Kepala Divisi Profesi dan Pengamanan Polri, Inspektur Jenderal Abdul Karim, menyebut ada 18 polisi yang sejauh ini diduga terlibat dalam pemerasan penonton DWP.

Ke-18 personel tersebut akan menjalani sidang etik pekan depan.

Motif para pelaku masih didalami. Namun Abdul mengatakan bahwa ke-18 polisi tersebut tidak terkoordinasi dalam satu komando.

"Dari 18 ini meliputi dari polsek, polres, polda. Tentunya berbeda. Tidak terkoordinasi jadi satu," kata Abdul dalam konferensi pers di Jakarta pada Selasa (24/12).

Ketika ditanya apakah mereka juga akan diproses pidana, Abdul mengatakan, "Terkait proses pidana, sementara ini kami fokus ke etik dulu karena kan kami akan melakukan percepatan dalam rangka sidang etik ini."

Selain itu, Polda Metro Jaya memutasi 34 anggotanya dari Direktorat Reserse Narkoba dalam rangka pemeriksaan kasus dugaan pemerasan penonton DWP.

Polisi telah membuka hotline pengaduan di Malaysia untuk menerima laporan dari orang-orang yang menjadi korban.

Namun menurut Duta Besar Indonesia untuk Malaysia, Hermono, belum ada korban yang melapor hingga Jumat (27/12).

Diduga dilakukan secara terorganisir

Pengamat kepolisian dari Institute for Security and Strategic Studies (ISESS) Bambang Rukminto mendesak agar polisi mengusut kasus ini secara transparan. Tak cuma dalam ranah etik, tapi juga pidana.

Bambang menduga tindakan sewenang-wenang polisi ini dilakukan secara terorganisir.

"Ada alur komando, ada tes urine, ada tahapan-tahapan yang dilakukan.
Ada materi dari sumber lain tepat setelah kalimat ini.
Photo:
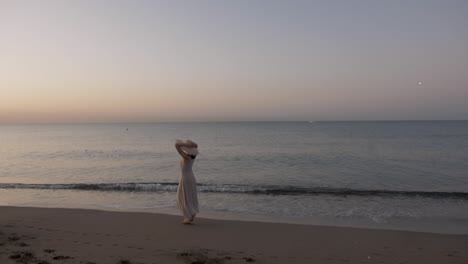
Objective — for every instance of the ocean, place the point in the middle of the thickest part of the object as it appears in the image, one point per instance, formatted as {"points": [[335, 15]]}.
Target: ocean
{"points": [[409, 175]]}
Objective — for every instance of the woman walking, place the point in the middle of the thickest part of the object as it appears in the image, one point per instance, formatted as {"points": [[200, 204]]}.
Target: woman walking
{"points": [[187, 200]]}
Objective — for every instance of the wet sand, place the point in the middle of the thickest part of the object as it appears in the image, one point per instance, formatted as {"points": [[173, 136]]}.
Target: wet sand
{"points": [[43, 235]]}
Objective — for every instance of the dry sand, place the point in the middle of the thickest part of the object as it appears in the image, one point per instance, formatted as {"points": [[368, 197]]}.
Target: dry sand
{"points": [[41, 236]]}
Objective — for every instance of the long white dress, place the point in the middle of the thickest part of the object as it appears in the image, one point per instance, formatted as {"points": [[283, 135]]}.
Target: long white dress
{"points": [[187, 200]]}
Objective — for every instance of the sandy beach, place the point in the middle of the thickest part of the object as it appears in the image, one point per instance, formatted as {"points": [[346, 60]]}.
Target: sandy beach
{"points": [[44, 235]]}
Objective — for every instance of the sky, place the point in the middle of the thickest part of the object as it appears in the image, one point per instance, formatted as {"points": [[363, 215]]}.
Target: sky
{"points": [[239, 60]]}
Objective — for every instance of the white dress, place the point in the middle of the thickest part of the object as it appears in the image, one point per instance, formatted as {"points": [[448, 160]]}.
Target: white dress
{"points": [[187, 200]]}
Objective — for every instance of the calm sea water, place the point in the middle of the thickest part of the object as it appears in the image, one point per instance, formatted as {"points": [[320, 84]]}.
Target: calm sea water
{"points": [[398, 174]]}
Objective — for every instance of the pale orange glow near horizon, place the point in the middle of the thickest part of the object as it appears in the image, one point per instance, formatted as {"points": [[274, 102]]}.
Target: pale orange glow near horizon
{"points": [[171, 61]]}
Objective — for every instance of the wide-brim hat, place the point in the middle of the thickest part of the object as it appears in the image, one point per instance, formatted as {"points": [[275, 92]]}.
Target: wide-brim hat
{"points": [[190, 151]]}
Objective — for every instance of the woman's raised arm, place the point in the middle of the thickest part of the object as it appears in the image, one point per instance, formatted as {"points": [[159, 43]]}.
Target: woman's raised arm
{"points": [[179, 144]]}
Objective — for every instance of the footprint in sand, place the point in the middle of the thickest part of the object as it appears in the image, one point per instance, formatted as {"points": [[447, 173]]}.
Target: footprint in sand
{"points": [[61, 257]]}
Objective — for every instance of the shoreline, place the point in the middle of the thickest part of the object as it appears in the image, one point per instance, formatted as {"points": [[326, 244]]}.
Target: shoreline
{"points": [[96, 236]]}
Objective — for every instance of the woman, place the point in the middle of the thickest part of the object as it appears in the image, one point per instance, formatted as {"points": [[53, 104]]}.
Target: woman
{"points": [[187, 200]]}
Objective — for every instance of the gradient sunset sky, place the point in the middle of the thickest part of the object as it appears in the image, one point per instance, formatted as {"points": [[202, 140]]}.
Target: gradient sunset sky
{"points": [[148, 61]]}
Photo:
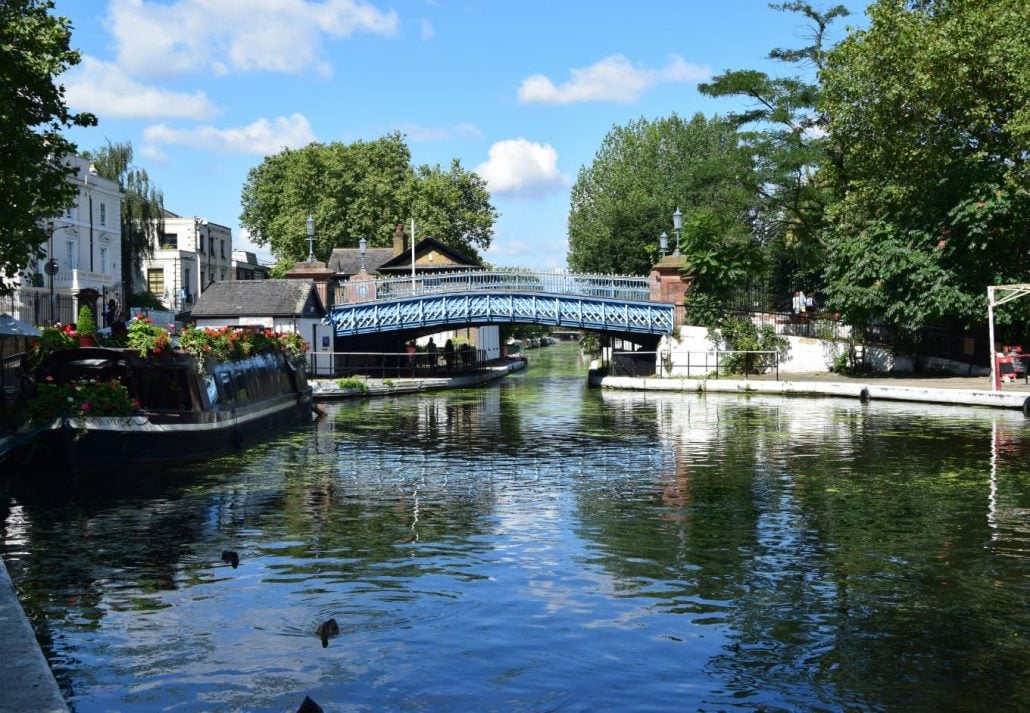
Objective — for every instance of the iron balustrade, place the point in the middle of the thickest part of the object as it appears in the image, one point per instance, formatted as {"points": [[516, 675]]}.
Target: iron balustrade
{"points": [[610, 286]]}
Ini jelas dilakukan secara terorganisir," kata Bambang ketika dihubungi.

"Kalau Divisi Propam benar-benar serius menjadikan ini sebagai momen pembenahan, harus dibuka secara transparan. Personel yang terlibat, bukan hanya di level bawah saja, bahkan yang memberi komando, harus ditindak," tuturnya.

Menurutnya, modus pemerasan lewat razia semacam ini sudah menjadi rahasia umum di satuan narkotika.

Ini bukanlah kasus pemerasan berkedok razia narkoba pertama. Hanya saja, kasus-kasus sebelumnya tak sampai viral di publik.

"Modus pemerasan yang terjadi di DWP ini hanya puncak gunung es. Kasus seperti itu sangat banyak, hanya saja karena ini korbannya melibatkan WNA (Warga Negara Asing), banyak yang bisa bersuara dengan leluasa," kata Bambang.

Namun selama ini, Bambang menilai tak ada pengawasan dan penindakan terhadap personel yang melakukannya. Kasus semacam ini akhirnya menjadi ladang uang aparat dan terus berulang.